Our Name

Bradford Academy – A Name Rooted in Godly Heritage

Several years ago, when we began meeting to discuss the possibility of starting a school in Mebane, we asked ourselves, “What do we want an independent school to accomplish?”  From that discussion we formulated a list of ideals that we hoped would characterize a graduate from the school. These ideals included, among other things, godliness, courage, perseverance, the ability to think with wisdom and discernment, and the ability to speak with eloquence. We desire an institution that would help train children to bring Christ into the marketplace of ideas, business, politics, and any other calling. When we reached the point of choosing a name, we wanted to pick something that would embody our vision. For this reason we decided to name the school for an historic figure that lived a life of godliness and grace,  an individual who embodied the virtue and character we are teaching our children.  We settled on William Bradford, the renowned Pilgrim leader and governor of Plymouth colony.

Godliness and Conviction in His Youth

William Bradford came to faith as a young man. Born in 1590, Bradford was soon orphaned and suffered trials from an early age. He experienced sickness often; however, during his illnesses he gained an education through reading the few books that were available to him. He read the Scriptures and learned to love Christ and the Gospel. While still a teen, he came to believe that the doctrines of the state church were not according to his understanding of the Scriptures. This conviction brought him persecution, betrayal, exile, poverty and many other hardships unimaginable in our day. He refused to bow to the dominant worldview of his day and instead hold to the Word of God.  It was this conviction that caused him to forsake the benefits and prosperity of his home to become one of the Pilgrims and sail to the untamed New World. The Pilgrims dreamed of a society characterized by liberty of conscience, the simple and biblical worship of God, and freedom to live in peace.  When they landed at Plymouth on December 25th 1620, that vision seemed almost futile.

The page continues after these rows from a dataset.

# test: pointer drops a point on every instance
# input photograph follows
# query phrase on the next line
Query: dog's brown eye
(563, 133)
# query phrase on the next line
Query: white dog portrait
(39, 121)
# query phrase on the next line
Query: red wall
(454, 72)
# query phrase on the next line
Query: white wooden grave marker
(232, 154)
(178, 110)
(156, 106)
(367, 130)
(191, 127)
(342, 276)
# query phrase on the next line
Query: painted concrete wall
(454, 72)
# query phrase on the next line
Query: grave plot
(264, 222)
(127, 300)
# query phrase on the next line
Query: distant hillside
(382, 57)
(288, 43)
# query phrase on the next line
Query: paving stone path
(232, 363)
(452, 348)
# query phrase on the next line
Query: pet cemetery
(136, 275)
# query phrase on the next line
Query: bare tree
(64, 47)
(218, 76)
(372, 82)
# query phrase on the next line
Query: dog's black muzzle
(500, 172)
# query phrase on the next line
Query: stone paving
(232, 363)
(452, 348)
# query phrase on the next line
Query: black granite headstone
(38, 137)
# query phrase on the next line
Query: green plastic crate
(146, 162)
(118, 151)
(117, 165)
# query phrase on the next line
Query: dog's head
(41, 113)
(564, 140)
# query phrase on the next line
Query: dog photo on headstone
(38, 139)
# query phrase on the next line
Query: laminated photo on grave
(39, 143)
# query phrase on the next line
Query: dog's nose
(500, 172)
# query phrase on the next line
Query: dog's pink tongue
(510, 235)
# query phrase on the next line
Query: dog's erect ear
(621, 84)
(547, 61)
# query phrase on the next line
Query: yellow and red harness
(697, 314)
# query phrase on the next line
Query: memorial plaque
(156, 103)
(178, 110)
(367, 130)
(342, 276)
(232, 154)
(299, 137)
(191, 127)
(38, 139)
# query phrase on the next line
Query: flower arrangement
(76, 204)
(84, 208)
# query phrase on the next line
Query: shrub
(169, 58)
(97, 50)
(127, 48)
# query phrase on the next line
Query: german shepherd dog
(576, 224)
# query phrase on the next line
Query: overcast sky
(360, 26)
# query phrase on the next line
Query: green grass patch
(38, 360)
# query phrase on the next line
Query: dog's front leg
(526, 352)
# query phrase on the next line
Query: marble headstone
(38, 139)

That winter was the first of many extreme trials.  By the time summer arrived, only half of their number had survived.

A Godly Leader

One of those who had perished was John Carver the official leader of the group. Bradford was chosen as the new governor and held that position for the next sixty years. It was Bradford who established just laws, a stable economy, and a safe and orderly community. It was Bradford who maintained one of the longest peace treaties with the native tribes in the area. It was Bradford who brought them to that first Thanksgiving feast.

With great faith in God and love for Christ, he led the colony with wisdom and humble devotion to his people.  He was reelected over thirty times, a testimony to his esteem among the Pilgrims! Through his faithfulness and labors, the seeds of democracy were planted in America, freedom of religion was introduced, and the rule of law was brought to a wild land. He remains one of the true fathers of this nation. He was a great Christian leader because he was a faithful Christian man.

An Example to Follow

This godly saint embodied many of the virtues we desire for ourselves and our children. It is for this reason we decided to name the school in honor of William Bradford.  May God bless our efforts to establish a Christian and Classical school in the spirit of a great Pilgrim, and may God be pleased to use this effort to raise up many “Bradfords” for His work among the next generation.

He was a person for study as well as action; and hence, notwithstanding the difficulties through which he had passed in his youth, he attained unto a notable skill in languages.  He was also well skilled in History, in Antiquity, and in Philosophy; and for Theology he became so versed in it, that he was an irrefragable disputant against the errors.  But the crown of all was his holy, prayerful, watchful, and fruitful walk with God, wherein he was very exemplary.